Radioactive phosphogypsum is produced during phosphate mining when sulfuric acid is applied to phosphoric ore, releasing naturally occurring uranium and radium. Besides leaving massive piles of radioactive waste, this process produces radon gas in the air, which is cancer causing.
Forty percent of the phosphate ore that’s mined in Florida is shipped overseas, but 100 percent of the radioactive phosphogypsum waste that’s generated remains in the United States, the majority of it in Florida, where it stays forever.
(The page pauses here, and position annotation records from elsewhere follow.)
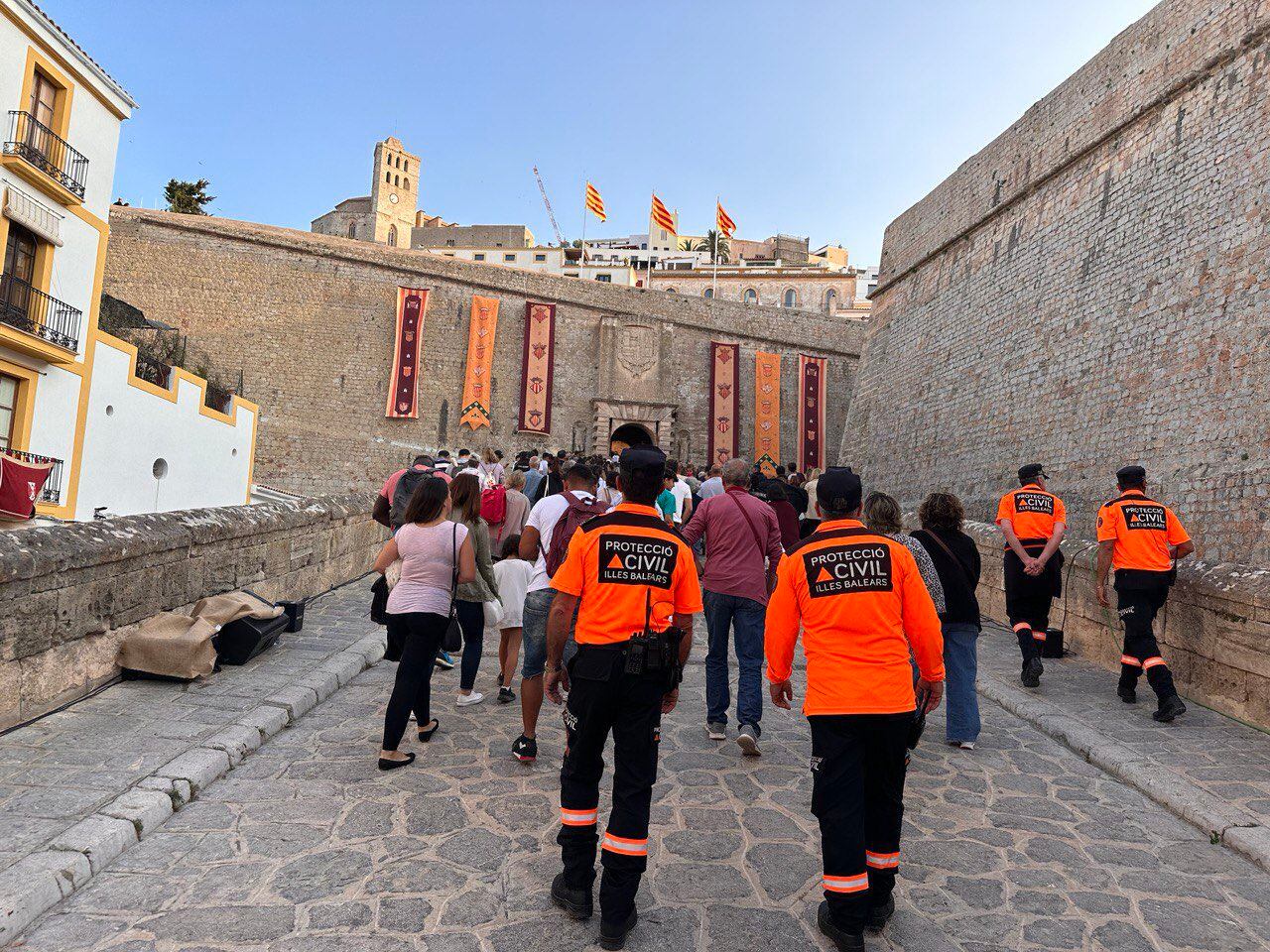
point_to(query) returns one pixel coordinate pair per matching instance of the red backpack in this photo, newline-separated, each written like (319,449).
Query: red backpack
(578,512)
(493,504)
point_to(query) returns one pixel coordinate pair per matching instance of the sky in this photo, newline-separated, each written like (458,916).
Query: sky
(822,119)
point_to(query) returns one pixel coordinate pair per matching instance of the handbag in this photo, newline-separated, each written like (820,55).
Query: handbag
(453,638)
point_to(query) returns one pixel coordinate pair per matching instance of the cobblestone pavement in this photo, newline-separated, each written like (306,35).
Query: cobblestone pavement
(1225,758)
(66,766)
(308,848)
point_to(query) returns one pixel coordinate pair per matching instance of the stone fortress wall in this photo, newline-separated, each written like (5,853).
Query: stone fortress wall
(309,318)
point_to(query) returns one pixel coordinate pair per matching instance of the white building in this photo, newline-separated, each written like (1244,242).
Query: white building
(68,393)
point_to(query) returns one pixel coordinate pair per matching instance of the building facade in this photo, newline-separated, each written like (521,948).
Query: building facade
(70,394)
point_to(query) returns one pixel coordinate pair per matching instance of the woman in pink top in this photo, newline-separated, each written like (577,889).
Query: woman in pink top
(431,548)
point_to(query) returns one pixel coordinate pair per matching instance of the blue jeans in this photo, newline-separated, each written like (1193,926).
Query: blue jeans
(725,613)
(960,666)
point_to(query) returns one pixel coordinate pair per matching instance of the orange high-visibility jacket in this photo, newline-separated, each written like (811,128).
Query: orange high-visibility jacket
(861,603)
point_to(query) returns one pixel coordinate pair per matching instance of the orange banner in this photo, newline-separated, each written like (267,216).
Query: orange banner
(480,362)
(767,412)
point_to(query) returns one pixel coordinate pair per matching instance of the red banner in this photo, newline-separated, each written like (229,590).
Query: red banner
(538,368)
(811,417)
(722,402)
(404,380)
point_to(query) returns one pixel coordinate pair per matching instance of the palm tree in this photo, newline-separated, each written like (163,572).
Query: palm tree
(710,243)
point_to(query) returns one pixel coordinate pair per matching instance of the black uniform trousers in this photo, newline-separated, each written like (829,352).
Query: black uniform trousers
(857,794)
(1029,597)
(1138,603)
(604,699)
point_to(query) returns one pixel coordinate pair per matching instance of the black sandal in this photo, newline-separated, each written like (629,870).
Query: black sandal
(385,765)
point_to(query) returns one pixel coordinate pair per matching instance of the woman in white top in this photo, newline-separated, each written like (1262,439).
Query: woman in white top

That’s five tons of radioactive waste for every one ton of usable phosphate.
Phosphate mining creates 60-foot-deep to 80-foot-deep open pits thousands of acres wide. Florida is home to the world largest phosphate mine, and now Mosaic wants to strip mine an additional 52,000 acres in Manatee, Hardee and De Soto counties.
This is not the first time a sinkhole has opened up below a radioactive phosphogypsum stack, nor is it the first time Mosaic has had problems with handling its hazardous waste. In 2009 a sinkhole at the PCS White Springs facility released more than 90 million gallons of hazardous wastewaters into the Floridan aquifer. In October 2015 the EPA and Mosaic settled a lawsuit regarding a series of alleged violations of how Mosaic handles and stores its hazardous waste, paying civil penalties to the feds and Florida.
The Center for Biological Diversity is a national, nonprofit conservation organization with more than 1.1 million members and online activists dedicated to the protection of endangered species and wild places.